エリート検事はウブな彼女に激しい独占愛を滾らせる
「……悪いな。こういう、サプライズ的なものがスマートに決まらなくて」
ばつが悪そうに首の後ろを撫でる津雲さん。その不器用さこそが私をキュンとさせていることに、彼は気づいていないんだろうな。
「いいえ。この指輪には、津雲さんの愛情がたっぷり籠められているんだって、よくわかりました。私、幸せです」
「和香菜……」
にっこり微笑みかけると、津雲さんが眩しいものを見るように目を細め、傾けた顔をゆっくり近づけてくる。
キスの合図だと理解して、甘い気持ちで目を閉じた、その時。リビングに置きっぱなしになっていた私のバッグの中から、スマホの振動音がした。

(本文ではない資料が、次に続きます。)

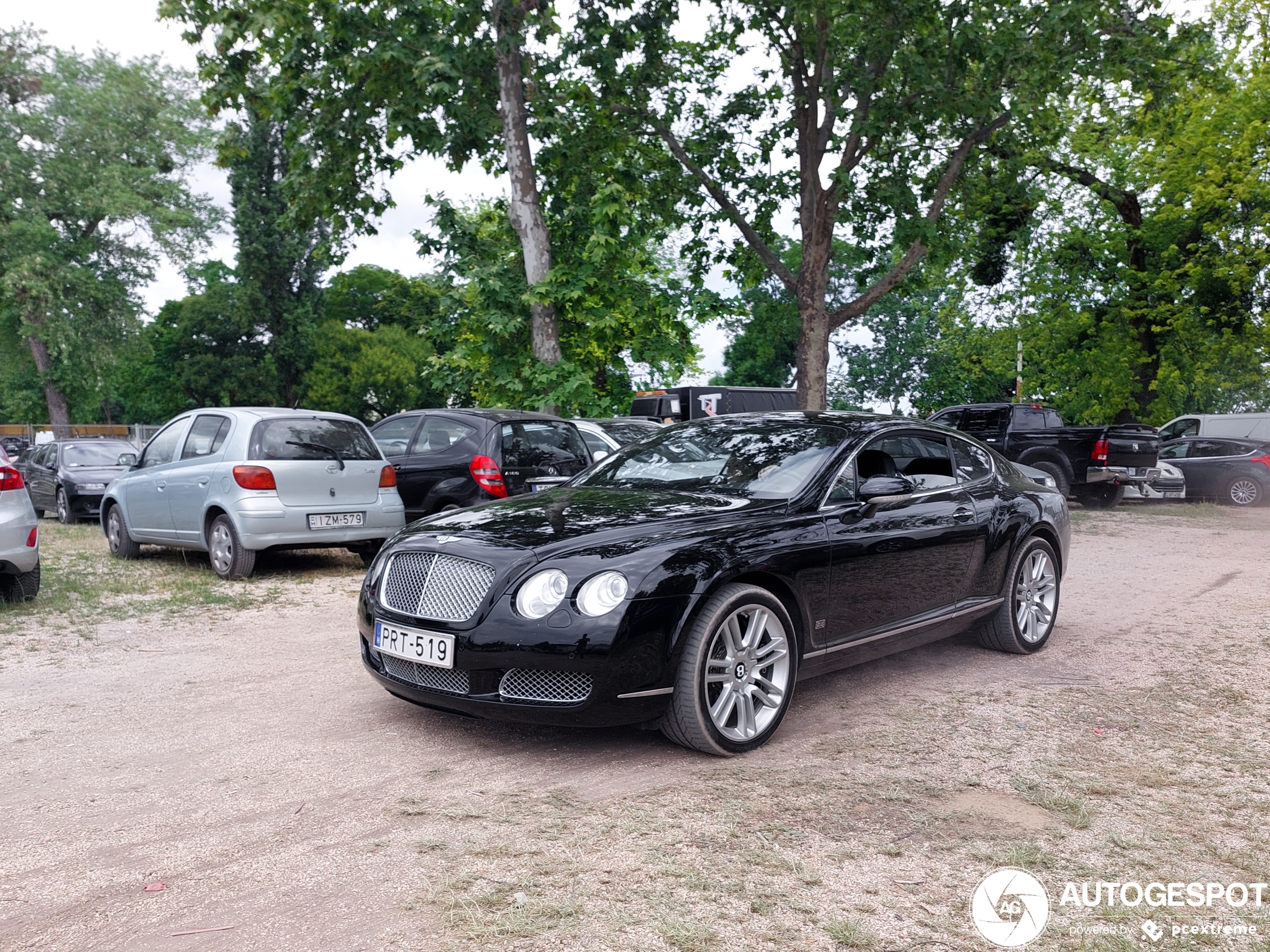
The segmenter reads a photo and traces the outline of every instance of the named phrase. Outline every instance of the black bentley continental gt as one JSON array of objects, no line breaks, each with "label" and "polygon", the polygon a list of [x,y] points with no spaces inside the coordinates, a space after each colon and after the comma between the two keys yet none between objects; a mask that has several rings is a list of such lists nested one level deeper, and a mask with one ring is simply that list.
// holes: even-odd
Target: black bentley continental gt
[{"label": "black bentley continental gt", "polygon": [[952,429],[692,420],[563,486],[411,523],[366,574],[358,642],[425,707],[740,754],[801,678],[970,628],[1040,650],[1069,538],[1057,490]]}]

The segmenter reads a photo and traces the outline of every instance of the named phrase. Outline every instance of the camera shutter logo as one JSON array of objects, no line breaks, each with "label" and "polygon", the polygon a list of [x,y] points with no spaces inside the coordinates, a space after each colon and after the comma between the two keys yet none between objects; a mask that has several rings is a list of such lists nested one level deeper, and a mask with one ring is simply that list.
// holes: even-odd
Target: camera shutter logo
[{"label": "camera shutter logo", "polygon": [[970,895],[970,919],[992,944],[1019,948],[1044,932],[1049,895],[1031,873],[1010,867],[996,869]]}]

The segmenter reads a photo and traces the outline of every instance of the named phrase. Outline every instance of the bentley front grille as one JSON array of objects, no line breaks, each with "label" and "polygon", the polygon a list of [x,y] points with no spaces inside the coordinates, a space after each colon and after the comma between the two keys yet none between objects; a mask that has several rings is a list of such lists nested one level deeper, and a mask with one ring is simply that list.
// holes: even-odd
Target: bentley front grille
[{"label": "bentley front grille", "polygon": [[591,694],[591,675],[580,671],[527,671],[513,668],[498,693],[504,701],[533,704],[577,704]]},{"label": "bentley front grille", "polygon": [[452,668],[433,668],[431,664],[418,664],[406,661],[392,655],[380,655],[384,659],[384,670],[390,678],[427,691],[441,691],[446,694],[466,694],[469,692],[467,671],[456,671]]},{"label": "bentley front grille", "polygon": [[395,612],[438,622],[465,622],[476,614],[494,584],[484,562],[436,552],[398,552],[384,574],[380,598]]}]

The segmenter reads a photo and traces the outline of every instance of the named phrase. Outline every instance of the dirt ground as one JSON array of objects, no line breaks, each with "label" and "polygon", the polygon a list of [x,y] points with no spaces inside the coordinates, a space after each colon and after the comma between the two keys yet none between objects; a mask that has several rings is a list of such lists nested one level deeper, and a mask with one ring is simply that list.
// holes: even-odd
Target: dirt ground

津雲さんがぴたりと動きを止め、音のする方に首を動かす。
「電話か?」
「そうみたいです……すみません」
せっかくいい雰囲気だったのにな……。電話をかけてきた相手を少々恨みつつ、バッグの中からスマホを出す。表示されていたのは知らない電話番号だった。
あっ。もしかして……。
ひとりの人物の顔が頭に浮かび、私はつい津雲さんの方を振り返る。彼はキッチンに戻って、朝ご飯の支度を進めているようだった。